Monday 5 December 2011

Patent Kurt's Hurts

OK I admit it, I haven't written because I’ve been sulking. Not only has my foot been giving me some proper aggro as the nerve has been going through the ‘I’m awake and I’m angry, what did you do to me, freeze me? I’m awake and I’m angry’ cycle. Then to top it off, I received confirmation that I didn’t get in to the London Marathon next year. I cancelled the hotel room in the huff. You can shove yer Premier Inn right in.
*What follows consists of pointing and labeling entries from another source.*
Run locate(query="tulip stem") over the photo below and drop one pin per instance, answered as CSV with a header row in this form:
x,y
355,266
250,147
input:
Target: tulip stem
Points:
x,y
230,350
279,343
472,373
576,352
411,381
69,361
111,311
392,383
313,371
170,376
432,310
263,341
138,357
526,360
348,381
I couldn’t even get a place on a golden bond, even pledging to raise two grand isn’t enough to get you in. I bet some ‘K’ list celebrity that’s slept with someone who knows someone that’s worked with someone on the X Factor has got a place. They’ll be there at the opening of an envelope on the Friday night in Hoxton, necking glasses of Moet and Chandon and gromfing down plate after plate of some posh grub that I’m too bitter to remember the name of and then they’ll be trotting down the Strand on the Sunday, after taking twelve hours to do the marathon. Perhaps if you hadn’t had to stop off every fifteen minutes to touch up your lippy darling, you might have done it in less than seven hours. Pah.

‘Bitter, party of one’

It’s probably for the best though, given the amount of thrashing the nerve is giving me at the moment. I was so huffy that I thought 'sod it' and tortured myself by wearing the most amazingly, gorgeous pair of patent Kurt Geiger shoes I will ever own to a beautiful winter wedding last week. It’s not gone unnoticed that I have no photos of me on the day as the wife of the best man, however I do have two random photos on my phone of my feet in said shoes (exhibit A and B attached m'lud) To give me some dues they were taken before we had a sherry or two to toast the happy couple......and the brilliant best man’s speech.
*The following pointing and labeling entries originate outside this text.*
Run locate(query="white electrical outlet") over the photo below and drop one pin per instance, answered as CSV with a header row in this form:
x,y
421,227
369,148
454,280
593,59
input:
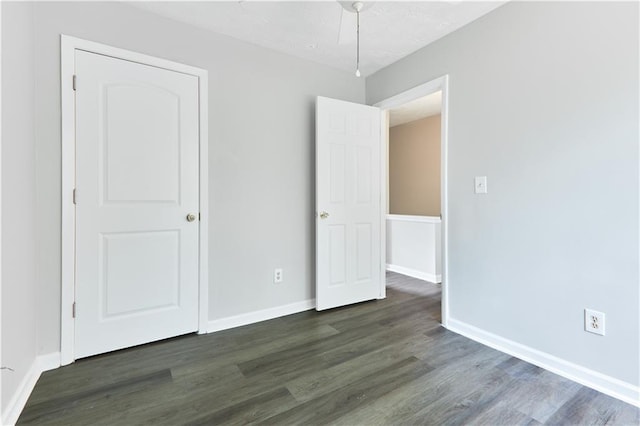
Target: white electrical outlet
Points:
x,y
480,184
594,322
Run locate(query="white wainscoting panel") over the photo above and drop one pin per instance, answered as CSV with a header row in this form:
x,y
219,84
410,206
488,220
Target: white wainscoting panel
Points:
x,y
414,246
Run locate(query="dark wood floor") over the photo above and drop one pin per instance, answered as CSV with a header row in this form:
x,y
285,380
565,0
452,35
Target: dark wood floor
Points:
x,y
385,362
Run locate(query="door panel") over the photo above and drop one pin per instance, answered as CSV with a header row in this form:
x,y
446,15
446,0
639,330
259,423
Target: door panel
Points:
x,y
348,150
136,180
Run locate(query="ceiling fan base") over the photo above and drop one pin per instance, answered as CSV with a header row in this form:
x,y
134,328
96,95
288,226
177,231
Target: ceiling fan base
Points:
x,y
355,6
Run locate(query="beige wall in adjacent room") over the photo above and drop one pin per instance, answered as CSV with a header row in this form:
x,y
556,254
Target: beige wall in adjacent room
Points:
x,y
414,167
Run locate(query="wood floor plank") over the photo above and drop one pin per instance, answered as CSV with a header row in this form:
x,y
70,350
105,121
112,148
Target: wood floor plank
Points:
x,y
322,382
589,407
251,410
329,407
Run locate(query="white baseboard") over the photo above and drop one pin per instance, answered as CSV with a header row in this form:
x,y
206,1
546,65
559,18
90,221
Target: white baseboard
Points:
x,y
421,275
41,364
601,382
263,315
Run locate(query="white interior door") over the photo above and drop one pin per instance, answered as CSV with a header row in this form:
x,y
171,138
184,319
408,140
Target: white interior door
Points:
x,y
348,192
136,181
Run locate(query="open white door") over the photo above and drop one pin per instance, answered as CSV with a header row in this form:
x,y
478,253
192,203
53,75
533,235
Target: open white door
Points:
x,y
137,168
348,203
Ahhhh, yes I remember these shoes, purchased about five years ago from House of Fraser at Meadowhell. They should have been well over a hundred quid but I spotted them at a reduced, bonzer price of £49. To be fair, there probably aren’t any pixie footed freaks out there that they’d fit, other than me. They are teen-mc-weeny and they make me almost tall, well tall-ish….less than small, let’s stick with less than small.

After wearing them for approximately thirteen hours last Saturday, including at least an hour having a good old boogie to Dazzling DJ Dave my feet were squealing with delight to be set free of the corsets that had bound them for so long and both my feet were shall we say, a tad on the 'sore' side on the Sunday. Thankfully I didn’t have to get up and toddle off for Marathon training.

Perhaps the ballot outcome wasn’t so bad
after all.
Pah!

1 comment:

  1. aw fuck, don't let the bastards get you down love!
    another well written post as usual. chin up!